Hey,
right now I try to get a simple io scenario running on our pbs cluster. The error is related to the write operation:
> java.io.IOException: Error write /home/user/.openmole/.tmp/ssh/openmole-6a9e2713-dbc6-45d8-970a-ea195c88e179/tmp/1508932279100/a7d83199-68b6-4af0-873f-7c4739b31108/aacbcbb2-48d0-4a6d-93a0-aa73cd92ce57.pbs on org.openmole.plugin.environment.pbs.PBSJobService$$anon$1@18773638
> at fr.iscpif.gridscale.storage.Storage$class.errorWrapping(Storage.scala:72)…
The program to run looks like this:
val proto1 = Val[Int]
val inputFile = Val[File]
val outputFile = Val[File]
val explo = ExplorationTask(proto1 in (0 to 9))

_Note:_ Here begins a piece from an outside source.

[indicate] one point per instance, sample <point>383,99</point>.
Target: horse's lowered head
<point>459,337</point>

//Defines the scala task as a launcher of the hello executable
val javaTask =
ScalaTask(“val outputFile = newFile(); hello.Hello.run(proto1, inputFile, outputFile)”) set (
libraries += workDirectory / “Hello.jar”,
inputs += (proto1, inputFile),
outputs += (proto1, outputFile),
inputFile := workDirectory / “input.txt”
)
//Save the output file locally
val copyHook =
CopyFileHook(
outputFile,
workDirectory / “out-${proto1}.txt”
)
val env = PBSEnvironment(
“user”,
“11.11.11.11”)
explo -< (javaTask on env hook (copyHook))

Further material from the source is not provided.